Nature exposure, mental health, and equity: a multi-method approach
Greg Bratman University of Washington Seattle, WA
Early life adversity has been associated with a variety of negative mental health outcomes. The “second hit” hypothesis posits that the experience of more than one adverse event may be necessary for the onset of certain mental health disorders. For example, childhood adversity may make an individual more vulnerable to anxiety disorders, but it may be the case that this disease only manifests with the occurrence of exposure to another major life stressor in adulthood. Therefore, finding ways to mitigate the severity of acute, present-day stressors may be one means by which to reduce the association of early life adversity with poor mental health, through a decrease in the magnitude and frequency of the “second hit”. Studies have shown that interventions at the individual or neighborhood level may help to prevent the onset of these negative outcomes, possibly acting as a buffer against the occurrence or magnitude of the “second hit”. Stress reduction theory suggests that nature exposure could potentially operate as such a buffer. Our proposed study provides a crucial first step into the investigation of whether the increased sensitivity to stressors that can be resultant from childhood adversity is decreased when experienced in a natural environment.

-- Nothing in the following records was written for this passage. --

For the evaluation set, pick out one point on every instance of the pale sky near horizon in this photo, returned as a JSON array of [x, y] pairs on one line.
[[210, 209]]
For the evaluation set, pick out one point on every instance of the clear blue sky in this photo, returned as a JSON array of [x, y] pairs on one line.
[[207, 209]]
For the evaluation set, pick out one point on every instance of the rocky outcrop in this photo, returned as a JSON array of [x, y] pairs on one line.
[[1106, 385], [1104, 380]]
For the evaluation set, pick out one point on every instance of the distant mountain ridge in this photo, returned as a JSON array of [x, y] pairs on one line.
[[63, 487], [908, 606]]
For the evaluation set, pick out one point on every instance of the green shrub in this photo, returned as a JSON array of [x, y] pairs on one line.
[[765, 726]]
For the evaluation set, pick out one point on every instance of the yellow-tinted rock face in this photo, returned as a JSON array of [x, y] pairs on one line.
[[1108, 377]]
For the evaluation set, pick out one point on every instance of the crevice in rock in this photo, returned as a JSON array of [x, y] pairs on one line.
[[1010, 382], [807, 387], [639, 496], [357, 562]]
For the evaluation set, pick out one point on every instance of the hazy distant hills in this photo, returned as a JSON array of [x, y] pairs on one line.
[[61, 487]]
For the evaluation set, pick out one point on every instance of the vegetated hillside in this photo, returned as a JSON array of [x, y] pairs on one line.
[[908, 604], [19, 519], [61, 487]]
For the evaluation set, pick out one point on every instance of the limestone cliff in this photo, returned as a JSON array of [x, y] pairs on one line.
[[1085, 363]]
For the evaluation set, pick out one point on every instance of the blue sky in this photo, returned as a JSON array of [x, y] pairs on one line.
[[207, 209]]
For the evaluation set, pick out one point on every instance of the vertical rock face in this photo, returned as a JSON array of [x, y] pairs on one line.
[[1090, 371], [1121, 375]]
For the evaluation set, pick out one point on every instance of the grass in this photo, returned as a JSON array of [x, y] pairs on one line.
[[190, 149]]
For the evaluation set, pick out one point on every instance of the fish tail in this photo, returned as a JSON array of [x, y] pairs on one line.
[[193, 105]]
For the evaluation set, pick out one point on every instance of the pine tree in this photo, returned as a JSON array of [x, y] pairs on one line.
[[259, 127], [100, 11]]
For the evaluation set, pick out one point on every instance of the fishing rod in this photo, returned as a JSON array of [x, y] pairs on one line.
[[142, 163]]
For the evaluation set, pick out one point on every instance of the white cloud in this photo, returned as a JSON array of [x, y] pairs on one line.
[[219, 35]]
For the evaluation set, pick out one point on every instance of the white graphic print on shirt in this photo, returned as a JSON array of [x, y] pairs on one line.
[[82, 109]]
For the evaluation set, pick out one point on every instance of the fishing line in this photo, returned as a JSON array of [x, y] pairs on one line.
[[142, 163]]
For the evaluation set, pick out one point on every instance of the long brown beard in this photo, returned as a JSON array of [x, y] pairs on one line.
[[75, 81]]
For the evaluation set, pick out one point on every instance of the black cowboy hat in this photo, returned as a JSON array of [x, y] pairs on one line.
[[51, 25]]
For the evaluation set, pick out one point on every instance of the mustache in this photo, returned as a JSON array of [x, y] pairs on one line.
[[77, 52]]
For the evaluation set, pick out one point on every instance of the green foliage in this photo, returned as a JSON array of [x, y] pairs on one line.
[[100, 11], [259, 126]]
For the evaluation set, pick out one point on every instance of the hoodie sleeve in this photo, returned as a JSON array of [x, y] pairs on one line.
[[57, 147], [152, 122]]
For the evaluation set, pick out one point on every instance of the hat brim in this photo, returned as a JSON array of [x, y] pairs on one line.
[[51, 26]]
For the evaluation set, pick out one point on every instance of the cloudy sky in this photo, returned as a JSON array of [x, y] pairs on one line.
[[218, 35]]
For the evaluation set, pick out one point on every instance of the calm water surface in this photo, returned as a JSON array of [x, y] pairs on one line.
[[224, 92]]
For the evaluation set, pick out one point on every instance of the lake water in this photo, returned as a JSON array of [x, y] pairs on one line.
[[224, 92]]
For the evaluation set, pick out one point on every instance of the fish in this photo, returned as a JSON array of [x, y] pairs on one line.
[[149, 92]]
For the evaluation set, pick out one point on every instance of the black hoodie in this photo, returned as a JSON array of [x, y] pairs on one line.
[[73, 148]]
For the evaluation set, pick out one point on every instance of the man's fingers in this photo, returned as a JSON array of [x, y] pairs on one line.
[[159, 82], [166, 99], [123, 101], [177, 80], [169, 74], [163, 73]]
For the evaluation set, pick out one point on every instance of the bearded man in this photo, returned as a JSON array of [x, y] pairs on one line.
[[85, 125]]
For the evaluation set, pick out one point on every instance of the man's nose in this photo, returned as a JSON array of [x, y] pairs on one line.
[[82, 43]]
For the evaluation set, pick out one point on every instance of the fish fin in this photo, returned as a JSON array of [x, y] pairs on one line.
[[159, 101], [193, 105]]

Understanding the roles of objective versus perception of green space exposure on stress and mental health
Colleen Reid University of Colorado, Boulder Boulder, CO
Exposure to natural environments, often called “green space” or greenness, has been associated with numerous beneficial health outcomes, particularly in urban areas. Researchers have proposed several pathways by which green space may affect health, but most green space-health mediation studies find that at least some of the effect is through psychosocial pathways. Due to the consistent role of psychosocial pathways linking green space to better health outcomes, it is possible that the exposure to green space that truly matters is how an individual perceives their green space exposure rather than their objective exposure. While some researchers have investigated perception of green space, most have not focused on perceptions of green space exposure nor on whether perceived or objective green space exposure better predicts health. I propose a project to better understand the influence on health of objective versus perceived measures of green space exposure.